RelStorage 1.1.2

This release has two new useful features, one for performance, one for safety.

The performance feature is that if you use both the cache-servers and poll-interval options, RelStorage will use the cache to distribute basic change notifications.  That means we get to lighten the load on the database using the poll-interval, yet changes should still be seen instantly on all clients.  Yay! 🙂

The only drawback I expect is that caching makes debugging more difficult.  Still, this option should help people build enormous clusters, like the one my current customer was planning to build, although I got word today that they have changed their mind.

The new safety feature is the pack-dry-run option, which lets you run only the nondestructive pre_pack phase to get a list of everything that would be deleted by the pack phase.  This should be particularly useful if you’re trying out packing for the first time on a big database.  My current customer would have benefited from this too.
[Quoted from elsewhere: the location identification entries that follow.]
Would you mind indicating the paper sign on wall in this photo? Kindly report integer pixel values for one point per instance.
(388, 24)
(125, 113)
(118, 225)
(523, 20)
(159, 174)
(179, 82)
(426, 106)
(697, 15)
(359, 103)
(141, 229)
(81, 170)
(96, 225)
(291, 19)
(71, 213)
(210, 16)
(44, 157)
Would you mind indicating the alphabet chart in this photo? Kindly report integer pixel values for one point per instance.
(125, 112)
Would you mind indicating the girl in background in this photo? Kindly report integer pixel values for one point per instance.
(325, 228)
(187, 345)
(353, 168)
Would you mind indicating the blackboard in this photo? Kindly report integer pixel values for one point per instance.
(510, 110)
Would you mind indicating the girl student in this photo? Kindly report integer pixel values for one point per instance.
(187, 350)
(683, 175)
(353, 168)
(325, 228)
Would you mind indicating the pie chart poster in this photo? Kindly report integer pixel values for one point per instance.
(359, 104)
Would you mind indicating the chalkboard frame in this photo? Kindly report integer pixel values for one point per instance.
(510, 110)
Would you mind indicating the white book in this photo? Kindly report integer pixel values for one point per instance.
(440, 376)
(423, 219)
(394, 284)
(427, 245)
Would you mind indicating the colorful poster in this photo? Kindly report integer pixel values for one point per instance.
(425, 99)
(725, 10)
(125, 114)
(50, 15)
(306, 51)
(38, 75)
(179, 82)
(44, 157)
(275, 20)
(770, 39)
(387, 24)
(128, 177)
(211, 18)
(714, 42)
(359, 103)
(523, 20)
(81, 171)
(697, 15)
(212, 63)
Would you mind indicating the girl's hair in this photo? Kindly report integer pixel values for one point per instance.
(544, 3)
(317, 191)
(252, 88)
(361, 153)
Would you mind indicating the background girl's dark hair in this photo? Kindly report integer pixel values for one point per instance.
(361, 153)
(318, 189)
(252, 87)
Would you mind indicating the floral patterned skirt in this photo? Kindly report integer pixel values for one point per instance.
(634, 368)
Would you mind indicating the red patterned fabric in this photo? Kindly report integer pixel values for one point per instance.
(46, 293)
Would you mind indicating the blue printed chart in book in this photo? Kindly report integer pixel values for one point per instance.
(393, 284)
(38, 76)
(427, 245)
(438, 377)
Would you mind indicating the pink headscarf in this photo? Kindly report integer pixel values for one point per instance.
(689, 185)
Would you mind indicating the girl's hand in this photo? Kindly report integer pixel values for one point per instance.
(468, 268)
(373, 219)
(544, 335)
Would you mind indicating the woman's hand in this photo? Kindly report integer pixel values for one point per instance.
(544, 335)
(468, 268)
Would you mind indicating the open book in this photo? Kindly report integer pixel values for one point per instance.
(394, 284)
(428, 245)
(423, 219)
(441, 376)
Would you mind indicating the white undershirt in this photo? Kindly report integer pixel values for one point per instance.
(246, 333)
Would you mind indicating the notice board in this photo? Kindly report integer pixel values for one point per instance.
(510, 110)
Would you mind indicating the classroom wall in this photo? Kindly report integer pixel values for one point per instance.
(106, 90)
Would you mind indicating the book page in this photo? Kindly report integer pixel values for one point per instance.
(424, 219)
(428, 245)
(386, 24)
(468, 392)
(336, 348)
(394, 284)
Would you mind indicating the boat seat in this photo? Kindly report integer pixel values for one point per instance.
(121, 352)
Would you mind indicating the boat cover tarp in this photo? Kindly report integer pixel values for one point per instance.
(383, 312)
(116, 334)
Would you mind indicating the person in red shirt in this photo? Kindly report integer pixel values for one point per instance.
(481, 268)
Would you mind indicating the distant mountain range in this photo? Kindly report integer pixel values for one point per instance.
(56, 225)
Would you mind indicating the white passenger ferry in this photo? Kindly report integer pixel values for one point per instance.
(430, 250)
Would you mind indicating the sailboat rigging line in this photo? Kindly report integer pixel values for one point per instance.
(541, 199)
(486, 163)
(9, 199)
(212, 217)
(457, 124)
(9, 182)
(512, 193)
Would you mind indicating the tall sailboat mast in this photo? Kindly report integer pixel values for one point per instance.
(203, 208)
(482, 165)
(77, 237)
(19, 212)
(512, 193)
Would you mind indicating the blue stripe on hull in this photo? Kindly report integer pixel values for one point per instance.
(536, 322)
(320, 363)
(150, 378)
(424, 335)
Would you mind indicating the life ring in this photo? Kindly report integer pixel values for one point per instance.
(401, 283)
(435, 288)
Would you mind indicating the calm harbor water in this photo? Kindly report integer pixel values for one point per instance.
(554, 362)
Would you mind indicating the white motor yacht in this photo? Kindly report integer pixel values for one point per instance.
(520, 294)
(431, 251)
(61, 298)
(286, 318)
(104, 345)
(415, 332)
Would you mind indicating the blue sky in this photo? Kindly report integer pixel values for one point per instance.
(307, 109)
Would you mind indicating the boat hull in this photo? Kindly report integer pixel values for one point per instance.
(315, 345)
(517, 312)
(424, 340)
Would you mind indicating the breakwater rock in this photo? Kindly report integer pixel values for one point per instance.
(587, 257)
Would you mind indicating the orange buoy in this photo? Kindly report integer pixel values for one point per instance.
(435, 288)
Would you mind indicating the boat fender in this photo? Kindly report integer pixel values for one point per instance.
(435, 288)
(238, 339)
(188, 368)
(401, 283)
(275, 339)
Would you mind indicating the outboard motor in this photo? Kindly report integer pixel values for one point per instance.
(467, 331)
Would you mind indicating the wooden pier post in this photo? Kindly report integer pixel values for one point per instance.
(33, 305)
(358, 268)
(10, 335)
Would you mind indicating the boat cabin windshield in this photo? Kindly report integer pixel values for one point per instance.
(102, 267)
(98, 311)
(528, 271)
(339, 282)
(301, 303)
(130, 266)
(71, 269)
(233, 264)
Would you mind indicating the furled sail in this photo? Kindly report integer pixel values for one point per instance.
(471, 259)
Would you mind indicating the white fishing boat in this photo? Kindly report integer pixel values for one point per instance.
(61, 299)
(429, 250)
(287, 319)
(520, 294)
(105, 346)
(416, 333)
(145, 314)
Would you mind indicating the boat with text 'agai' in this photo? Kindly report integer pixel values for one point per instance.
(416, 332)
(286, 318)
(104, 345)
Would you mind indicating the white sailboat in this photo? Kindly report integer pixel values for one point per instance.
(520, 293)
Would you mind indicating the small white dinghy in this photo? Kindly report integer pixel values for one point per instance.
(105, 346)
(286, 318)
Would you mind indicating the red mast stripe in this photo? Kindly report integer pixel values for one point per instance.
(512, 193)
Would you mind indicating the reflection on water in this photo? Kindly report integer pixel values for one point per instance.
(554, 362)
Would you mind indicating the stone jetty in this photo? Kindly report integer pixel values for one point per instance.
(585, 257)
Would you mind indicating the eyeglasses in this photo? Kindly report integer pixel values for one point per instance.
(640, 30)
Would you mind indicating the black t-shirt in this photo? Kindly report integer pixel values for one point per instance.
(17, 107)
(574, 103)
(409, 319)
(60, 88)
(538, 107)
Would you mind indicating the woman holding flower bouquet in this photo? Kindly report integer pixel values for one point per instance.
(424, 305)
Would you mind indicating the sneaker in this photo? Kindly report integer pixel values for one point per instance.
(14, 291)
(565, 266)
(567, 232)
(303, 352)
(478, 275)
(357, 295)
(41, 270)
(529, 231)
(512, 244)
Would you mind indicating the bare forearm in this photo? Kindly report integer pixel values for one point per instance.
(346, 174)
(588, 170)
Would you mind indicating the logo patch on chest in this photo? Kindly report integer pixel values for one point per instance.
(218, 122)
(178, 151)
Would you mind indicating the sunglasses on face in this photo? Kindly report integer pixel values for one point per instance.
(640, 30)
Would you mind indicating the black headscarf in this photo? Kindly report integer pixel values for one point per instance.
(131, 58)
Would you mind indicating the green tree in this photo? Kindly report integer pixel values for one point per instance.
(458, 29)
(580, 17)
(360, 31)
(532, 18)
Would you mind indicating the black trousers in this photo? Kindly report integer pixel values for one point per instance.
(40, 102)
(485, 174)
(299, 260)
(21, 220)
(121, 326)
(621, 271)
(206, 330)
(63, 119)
I also fixed a bug that caused the pack code to not remove as much old stuff as it should and I started using PyPI instead of the wiki as the main web page.  Using PyPI means I have to maintain only one README, which gets translated automatically into the PyPI page.  Until now I’ve had to maintain both the README and the wiki page.

RelStorage 1.1.1 Released

For those just tuning in: RelStorage is an adapter for ZODB (the database behind Zope) that stores data in a relational database such as MySQL, PostgreSQL, or Oracle.  It has advantages over FileStorage and ZEO, the default storage methods.  Read more in the ZODB wiki.
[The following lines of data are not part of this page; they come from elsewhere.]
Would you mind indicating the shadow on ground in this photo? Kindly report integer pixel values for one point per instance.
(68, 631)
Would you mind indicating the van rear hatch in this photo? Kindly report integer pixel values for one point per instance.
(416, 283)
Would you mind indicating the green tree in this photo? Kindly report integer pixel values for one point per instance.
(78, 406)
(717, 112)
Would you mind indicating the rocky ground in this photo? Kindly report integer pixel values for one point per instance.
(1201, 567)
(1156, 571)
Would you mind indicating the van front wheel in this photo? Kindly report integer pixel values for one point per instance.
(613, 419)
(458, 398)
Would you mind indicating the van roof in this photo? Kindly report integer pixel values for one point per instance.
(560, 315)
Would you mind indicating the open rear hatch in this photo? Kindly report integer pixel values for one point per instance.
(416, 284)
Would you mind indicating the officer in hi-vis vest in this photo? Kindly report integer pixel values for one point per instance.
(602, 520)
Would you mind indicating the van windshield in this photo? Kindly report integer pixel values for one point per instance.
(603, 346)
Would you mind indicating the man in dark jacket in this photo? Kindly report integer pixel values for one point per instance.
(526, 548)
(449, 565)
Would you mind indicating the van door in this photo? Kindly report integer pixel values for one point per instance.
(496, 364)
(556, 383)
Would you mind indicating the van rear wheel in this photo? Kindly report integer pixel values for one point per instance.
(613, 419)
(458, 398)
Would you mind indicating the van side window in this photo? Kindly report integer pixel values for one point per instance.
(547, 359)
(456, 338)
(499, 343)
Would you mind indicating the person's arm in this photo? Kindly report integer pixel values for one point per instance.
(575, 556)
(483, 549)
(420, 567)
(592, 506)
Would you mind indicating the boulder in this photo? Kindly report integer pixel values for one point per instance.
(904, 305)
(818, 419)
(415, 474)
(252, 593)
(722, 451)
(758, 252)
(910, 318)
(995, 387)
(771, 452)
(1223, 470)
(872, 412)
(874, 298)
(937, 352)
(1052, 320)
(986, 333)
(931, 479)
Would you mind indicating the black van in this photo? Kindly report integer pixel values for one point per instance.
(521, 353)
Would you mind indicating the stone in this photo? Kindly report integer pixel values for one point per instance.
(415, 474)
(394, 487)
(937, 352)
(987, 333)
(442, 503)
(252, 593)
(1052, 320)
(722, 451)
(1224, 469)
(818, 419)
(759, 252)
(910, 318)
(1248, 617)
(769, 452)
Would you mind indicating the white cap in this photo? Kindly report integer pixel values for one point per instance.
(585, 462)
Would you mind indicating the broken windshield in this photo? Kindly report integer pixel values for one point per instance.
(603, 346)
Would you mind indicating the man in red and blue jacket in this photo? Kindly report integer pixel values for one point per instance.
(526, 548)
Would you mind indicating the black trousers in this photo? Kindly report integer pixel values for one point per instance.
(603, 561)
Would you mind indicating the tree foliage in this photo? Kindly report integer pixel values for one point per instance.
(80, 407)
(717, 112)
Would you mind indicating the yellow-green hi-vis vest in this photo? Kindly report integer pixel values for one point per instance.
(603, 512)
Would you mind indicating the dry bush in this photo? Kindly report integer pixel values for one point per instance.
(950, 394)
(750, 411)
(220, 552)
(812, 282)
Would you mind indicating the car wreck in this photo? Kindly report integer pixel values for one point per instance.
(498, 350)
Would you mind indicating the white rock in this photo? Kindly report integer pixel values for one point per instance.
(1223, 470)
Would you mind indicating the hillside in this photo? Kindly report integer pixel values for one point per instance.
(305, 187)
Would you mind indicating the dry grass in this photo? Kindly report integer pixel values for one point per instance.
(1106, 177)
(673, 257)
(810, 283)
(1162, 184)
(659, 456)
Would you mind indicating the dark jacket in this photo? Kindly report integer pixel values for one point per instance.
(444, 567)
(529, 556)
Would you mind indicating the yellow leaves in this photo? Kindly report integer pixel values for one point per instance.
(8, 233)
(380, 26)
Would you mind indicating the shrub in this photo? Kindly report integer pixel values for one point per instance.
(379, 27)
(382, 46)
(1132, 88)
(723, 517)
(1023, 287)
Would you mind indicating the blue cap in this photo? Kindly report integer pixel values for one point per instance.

Download this release from PyPI.  As I mentioned in another post, this release works around MySQL performance bugs to make it possible to pack large databases in a reasonable amount of time.

If you are upgrading from previous versions, a simple schema migration is required.  See the migration instructions.

Packing With MySQL

I’ve been working on packing a 6.5GB production database based on RelStorage and MySQL 5.0.  It contains 6.4 million objects, meaning “select count(1) from current_object” returns 6426879.  I would call this a moderately sized database.  When I first approached it, it had not been packed for at least 3 months.  At first, I could not pack it, because RelStorage was using statements that MySQL mis-optimizes.  I will discuss how I fixed the problem.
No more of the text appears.